A Guatemala é um país com que me zanguei, de que me sinto afastado, mas que me interessa como literatura. E o mesmo acontece com a minha família, que vive na Guatemala e de quem vivo afastado há vários anos, com pouco contacto, mas no entanto interessa-me a família como literatura, como histórias, nada mais do que isso.
Em Canción escreve a partir do sequestro do seu avó pela guerrilha, na Guatemala, um facto que acontece alguns anos antes do seu nascimento. Apesar disso, é algo que faz parte das suas recordações, da sua memória, de forma intrínseca.

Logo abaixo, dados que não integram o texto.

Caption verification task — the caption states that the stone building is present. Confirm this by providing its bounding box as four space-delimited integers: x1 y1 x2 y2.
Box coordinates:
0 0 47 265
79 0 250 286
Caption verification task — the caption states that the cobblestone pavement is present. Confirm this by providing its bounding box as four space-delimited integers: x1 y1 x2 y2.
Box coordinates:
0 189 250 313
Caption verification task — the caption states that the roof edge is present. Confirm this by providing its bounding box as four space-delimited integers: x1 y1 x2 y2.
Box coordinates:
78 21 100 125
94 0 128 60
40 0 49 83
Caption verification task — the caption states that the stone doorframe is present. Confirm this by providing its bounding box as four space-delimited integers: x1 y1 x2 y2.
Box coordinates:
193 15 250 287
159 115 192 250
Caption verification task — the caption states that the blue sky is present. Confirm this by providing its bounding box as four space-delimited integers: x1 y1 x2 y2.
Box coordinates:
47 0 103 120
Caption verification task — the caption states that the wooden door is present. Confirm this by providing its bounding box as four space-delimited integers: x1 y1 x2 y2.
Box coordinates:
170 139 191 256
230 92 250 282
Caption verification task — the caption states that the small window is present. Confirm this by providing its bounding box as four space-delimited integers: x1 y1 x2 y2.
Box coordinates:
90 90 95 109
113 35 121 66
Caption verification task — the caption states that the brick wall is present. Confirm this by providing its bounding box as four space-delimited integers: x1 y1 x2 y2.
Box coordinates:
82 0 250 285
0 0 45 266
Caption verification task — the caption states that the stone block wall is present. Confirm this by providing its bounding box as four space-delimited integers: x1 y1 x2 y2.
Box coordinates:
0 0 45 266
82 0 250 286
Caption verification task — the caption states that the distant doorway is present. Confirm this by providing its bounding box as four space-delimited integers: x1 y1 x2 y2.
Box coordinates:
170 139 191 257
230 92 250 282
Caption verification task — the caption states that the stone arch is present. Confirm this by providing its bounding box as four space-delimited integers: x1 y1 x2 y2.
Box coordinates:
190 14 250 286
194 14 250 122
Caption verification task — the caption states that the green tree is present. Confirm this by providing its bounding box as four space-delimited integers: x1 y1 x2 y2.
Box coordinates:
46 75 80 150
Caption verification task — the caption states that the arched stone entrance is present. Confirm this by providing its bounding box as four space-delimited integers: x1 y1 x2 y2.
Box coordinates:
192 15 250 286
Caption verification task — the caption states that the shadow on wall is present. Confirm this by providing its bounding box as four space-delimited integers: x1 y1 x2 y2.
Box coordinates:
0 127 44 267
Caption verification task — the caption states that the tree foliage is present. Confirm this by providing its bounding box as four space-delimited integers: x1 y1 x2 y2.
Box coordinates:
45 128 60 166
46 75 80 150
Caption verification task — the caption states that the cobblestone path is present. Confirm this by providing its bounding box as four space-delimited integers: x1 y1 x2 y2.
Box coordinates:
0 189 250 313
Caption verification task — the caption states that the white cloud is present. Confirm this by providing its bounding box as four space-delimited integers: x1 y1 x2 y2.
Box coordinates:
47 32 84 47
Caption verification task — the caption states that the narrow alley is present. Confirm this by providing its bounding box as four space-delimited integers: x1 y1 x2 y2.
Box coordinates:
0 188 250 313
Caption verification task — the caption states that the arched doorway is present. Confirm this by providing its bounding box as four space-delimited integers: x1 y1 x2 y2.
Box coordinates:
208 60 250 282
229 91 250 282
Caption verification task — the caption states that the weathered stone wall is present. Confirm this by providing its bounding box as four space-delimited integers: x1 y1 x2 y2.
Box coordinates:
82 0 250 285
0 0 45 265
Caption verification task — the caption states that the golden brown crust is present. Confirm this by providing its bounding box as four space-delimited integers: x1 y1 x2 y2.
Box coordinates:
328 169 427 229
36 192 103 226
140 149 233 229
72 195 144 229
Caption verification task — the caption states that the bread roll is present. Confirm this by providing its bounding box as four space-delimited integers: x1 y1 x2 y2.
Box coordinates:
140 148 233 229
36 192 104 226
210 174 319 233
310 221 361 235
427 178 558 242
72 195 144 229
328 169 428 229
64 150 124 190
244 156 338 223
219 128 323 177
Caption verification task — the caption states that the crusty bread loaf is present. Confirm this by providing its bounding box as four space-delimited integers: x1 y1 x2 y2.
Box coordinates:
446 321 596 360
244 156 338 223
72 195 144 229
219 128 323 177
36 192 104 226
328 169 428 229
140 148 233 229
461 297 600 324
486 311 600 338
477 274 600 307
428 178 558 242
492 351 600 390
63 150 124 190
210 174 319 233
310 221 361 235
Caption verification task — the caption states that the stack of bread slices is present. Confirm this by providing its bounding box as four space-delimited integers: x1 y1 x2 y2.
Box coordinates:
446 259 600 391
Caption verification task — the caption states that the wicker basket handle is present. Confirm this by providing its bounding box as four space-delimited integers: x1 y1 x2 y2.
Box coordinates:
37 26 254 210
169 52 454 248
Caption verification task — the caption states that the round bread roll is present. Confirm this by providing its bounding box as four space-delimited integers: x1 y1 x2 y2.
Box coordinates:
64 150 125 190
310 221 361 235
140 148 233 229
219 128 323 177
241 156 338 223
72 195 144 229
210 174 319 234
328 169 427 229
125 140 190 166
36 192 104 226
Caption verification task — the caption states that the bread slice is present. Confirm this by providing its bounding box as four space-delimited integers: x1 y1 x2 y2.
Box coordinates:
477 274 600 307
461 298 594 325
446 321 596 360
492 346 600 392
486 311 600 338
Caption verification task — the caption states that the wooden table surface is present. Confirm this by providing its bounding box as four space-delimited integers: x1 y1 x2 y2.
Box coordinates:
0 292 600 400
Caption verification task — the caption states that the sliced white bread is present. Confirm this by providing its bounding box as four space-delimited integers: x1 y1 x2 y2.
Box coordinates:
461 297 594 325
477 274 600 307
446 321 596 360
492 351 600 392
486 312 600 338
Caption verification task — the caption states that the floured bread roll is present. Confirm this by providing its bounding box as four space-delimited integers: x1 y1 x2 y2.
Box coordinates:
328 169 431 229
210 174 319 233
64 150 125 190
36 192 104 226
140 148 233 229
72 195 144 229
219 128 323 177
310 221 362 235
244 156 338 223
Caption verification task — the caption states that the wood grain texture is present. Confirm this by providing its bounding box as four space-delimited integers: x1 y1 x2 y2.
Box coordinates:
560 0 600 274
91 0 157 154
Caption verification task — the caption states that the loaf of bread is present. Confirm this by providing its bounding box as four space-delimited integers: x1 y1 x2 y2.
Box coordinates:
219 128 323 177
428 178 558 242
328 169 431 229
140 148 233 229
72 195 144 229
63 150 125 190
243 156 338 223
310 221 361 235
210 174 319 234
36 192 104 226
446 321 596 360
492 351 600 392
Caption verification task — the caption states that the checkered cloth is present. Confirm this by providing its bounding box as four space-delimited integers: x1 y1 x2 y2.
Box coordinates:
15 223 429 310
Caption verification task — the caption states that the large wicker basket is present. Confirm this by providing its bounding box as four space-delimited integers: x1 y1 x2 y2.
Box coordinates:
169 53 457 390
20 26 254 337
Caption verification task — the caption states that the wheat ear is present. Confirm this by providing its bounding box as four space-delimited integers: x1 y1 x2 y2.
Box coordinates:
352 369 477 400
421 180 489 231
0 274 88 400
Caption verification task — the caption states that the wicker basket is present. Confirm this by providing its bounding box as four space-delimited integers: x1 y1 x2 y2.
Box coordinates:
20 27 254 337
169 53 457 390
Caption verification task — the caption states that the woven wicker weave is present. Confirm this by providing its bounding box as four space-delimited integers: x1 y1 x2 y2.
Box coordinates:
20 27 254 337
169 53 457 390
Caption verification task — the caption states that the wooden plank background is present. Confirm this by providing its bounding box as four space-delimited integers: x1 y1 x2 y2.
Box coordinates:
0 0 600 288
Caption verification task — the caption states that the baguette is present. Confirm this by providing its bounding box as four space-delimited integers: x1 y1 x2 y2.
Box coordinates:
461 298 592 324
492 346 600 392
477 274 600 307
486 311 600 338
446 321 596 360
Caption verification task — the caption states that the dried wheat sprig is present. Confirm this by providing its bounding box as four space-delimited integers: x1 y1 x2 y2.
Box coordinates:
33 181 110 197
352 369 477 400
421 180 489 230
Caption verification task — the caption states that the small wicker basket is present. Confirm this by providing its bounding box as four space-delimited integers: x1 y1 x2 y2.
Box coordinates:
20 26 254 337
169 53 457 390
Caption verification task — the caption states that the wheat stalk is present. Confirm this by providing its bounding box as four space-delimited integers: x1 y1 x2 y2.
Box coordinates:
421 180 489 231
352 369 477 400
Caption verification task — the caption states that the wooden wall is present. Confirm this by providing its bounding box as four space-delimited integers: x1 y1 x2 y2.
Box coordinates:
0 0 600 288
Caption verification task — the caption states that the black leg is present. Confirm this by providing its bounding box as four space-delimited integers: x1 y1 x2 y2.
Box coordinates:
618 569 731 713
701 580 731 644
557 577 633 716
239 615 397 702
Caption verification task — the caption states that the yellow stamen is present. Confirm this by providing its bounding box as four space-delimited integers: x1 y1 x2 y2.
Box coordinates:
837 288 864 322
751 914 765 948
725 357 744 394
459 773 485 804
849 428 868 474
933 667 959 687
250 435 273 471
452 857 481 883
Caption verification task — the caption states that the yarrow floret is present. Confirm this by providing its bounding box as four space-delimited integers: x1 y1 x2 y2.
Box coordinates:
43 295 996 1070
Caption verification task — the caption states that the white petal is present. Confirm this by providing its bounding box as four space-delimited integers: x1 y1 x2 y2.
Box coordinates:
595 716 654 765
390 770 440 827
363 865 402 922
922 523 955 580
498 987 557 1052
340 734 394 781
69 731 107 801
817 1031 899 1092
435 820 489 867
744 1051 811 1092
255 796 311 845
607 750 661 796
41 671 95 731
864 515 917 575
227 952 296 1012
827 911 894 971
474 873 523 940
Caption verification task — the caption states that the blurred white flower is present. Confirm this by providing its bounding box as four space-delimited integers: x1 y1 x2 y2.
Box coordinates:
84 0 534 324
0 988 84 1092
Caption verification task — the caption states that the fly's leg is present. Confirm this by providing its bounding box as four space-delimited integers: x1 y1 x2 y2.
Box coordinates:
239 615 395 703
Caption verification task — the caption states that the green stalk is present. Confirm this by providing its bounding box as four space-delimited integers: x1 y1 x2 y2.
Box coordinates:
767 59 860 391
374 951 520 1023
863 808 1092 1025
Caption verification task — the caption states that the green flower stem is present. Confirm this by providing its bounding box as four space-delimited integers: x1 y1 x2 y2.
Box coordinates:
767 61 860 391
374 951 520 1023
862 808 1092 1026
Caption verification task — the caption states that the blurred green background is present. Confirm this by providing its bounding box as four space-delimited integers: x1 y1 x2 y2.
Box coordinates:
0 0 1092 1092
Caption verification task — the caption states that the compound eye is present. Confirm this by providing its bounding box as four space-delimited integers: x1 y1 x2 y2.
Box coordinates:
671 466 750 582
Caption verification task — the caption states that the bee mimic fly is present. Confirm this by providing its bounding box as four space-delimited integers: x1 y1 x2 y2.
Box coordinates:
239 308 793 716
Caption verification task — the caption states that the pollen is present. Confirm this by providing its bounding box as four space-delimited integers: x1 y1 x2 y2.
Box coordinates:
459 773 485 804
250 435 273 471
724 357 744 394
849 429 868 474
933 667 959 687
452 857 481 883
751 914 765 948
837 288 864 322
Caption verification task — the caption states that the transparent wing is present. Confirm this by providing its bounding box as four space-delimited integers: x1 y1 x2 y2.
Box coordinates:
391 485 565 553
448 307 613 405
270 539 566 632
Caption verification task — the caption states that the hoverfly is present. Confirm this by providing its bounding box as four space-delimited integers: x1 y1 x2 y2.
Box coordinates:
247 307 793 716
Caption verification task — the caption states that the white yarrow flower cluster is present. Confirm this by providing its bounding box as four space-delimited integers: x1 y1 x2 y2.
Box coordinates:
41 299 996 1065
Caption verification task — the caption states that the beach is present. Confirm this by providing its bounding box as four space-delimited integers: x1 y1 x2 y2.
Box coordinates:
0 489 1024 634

Sim, completamente. Estes pormenores da minha infância, quando se falava – pouco – do sequestro desse avó, isso faz parte da história da minha família, da minha história. E não é apenas esse sequestro, é a chegada à Guatemala, a passagem do meu outro avô por Auschwitz; de certo modo, é a literatura que tenho na cabeça desde que me lembro, desde a infância. E a infância é o lugar aonde volto à procura de imagens, de respostas, de perguntas.
Que continuam por responder?
Claro. Se conseguisse dar resposta a tudo, não haveria mais nada para escrever e seria melhor mudar de profissão. São coisas que não têm resolução, porque isto não é terapia. Não sei o que é, mas é outra coisa.
Em Canción há um disfarce que o narrador utiliza, o de “escritor árabe”, para responder à solicitação de participar num congresso no Japão, e há a referência a um armário de disfarces, sempre disponíveis. São esses disfarces a que recorre quando dá vida a um narrador que também se chama Eduardo Halfon e que partilha consigo uma série de dados biográficos?
Sim, e tenho muitos disfarces: o de escritor guatemalteco, o de escritor latino-americano, o de escritor americano, às vezes o de escritor francês… E também tenho o disfarce geral de escritor, que me faz saber o que dizer em público, quando participo num festival, por exemplo, ou como responder a jornalistas, mas é sempre uma pose. Creio que me interessa o disfarce como ferramenta de sobrevivência, que era o que dizia Wittgenstein quando falava do efeito camaleónico do judeu, que tem de poder adaptar-se às circunstâncias para passar despercebido. Mas há outro elemento que me interessa, o de perceber como, pouco a pouco, o disfarce se vai tornando parte da nossa identidade. Começa como disfarce, mas com o tempo torna-se parte de nós. Como Charlie Chaplin, que dizia que se convertia em Charlot quando se vestia de Charlot. Algo semelhante acontece comigo.